Education and schools seem somehow to have always been a part of my life. With my parents involved in different ways in schools, it was what we talked about as I grew up. Since ordination, like many clergy, I have been involved in schools, as a governor, leading worship and answering the extraordinary questions children ask – why, for example, does the Virgin Mary always wear blue?
In this diocese that connection with schools has continued. I Chair the Diocesan Board of Education, responsible for our engagement with our 116 Church Schools, and I make visits to schools meeting with children and staff, supporting their work and celebrating their achievements. I am also privileged to serve as a member of the Council of the University of Gloucestershire with our long and proud tradition of teacher training still very much part of our work today.
All of this of course ties in so closely to our LIFE Together vision, weaving through our five focus areas not least in our investment in young people. Through our Church Schools we have been helping form and shape the lives of young people for hundreds of years and we continue to do so. Through our schools we serve the needs of all young people and their families in the community, not just those who attend church, promoting high academic standards, a thirst for knowledge and with this a delight in life itself, the whole of life, social and spiritual as well as academic.
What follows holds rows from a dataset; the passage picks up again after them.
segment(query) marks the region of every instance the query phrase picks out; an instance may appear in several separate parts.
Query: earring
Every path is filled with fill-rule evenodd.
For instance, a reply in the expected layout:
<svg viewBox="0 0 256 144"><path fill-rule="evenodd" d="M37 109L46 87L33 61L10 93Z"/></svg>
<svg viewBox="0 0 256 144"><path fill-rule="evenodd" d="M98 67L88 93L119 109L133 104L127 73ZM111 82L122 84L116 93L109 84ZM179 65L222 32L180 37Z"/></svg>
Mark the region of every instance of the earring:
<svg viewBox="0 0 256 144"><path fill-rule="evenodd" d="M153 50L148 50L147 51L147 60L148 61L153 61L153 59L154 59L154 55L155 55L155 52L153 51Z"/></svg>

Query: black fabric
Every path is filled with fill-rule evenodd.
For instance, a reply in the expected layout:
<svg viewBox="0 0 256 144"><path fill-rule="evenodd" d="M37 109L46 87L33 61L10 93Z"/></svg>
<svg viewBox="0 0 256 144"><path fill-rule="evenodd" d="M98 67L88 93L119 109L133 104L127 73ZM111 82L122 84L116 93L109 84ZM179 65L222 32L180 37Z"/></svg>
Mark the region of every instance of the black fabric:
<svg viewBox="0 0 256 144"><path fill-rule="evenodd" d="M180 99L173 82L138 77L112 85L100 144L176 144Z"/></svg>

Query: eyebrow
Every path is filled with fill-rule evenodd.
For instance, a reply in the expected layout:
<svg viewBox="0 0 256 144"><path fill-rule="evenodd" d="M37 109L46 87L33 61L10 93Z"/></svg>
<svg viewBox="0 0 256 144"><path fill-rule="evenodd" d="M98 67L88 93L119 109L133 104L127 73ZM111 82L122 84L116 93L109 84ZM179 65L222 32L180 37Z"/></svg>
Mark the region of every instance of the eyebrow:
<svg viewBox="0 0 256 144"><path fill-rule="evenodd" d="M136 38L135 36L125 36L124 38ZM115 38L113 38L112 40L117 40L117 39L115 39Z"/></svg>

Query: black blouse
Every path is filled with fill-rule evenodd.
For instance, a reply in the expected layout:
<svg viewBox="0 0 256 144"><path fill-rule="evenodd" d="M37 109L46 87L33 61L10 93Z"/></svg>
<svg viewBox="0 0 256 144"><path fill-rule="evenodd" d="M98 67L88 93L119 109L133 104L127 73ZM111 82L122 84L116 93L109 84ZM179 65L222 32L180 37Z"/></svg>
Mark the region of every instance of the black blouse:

This holistic approach, academic, social, spiritual is I believe especially crucial at this time. There is a danger that education can be seen as simply instrumental. In universities success is judged by graduate outcomes, essentially the jobs that graduates obtain, and these are valued in significant part by the income they attract, and this approach can so easily spread to our schools. That we are prepared for the world of work is, of course, essential, we need to earn a living and support ourselves and those who we care for, but life is more than just this. Life in all its fullness is a delight and a care for creation, it is music and the arts, it is science and creativity, engineering, sport…. Together in all these ways we begin to comprehend what is the breadth and length and height and depth of life itself. For those of us who seek to follow Christ it is by living, fully, that we find the love that surpasses knowledge and fills us with the fullness of God (Ephesians 3). This is a knowledge and a fullness that inspires us to share the vision of life as something for all, something we want to share, we want all to experience.
Bishop Rachel and I are both deeply thankful for our schools in this diocese, our church schools, and all places of education and learning. They deserve our thanks, our support, encouragement and care and a vision for their purpose, which of course has academic excellence as its foundation, but so much more, a vision of life lived in abundance.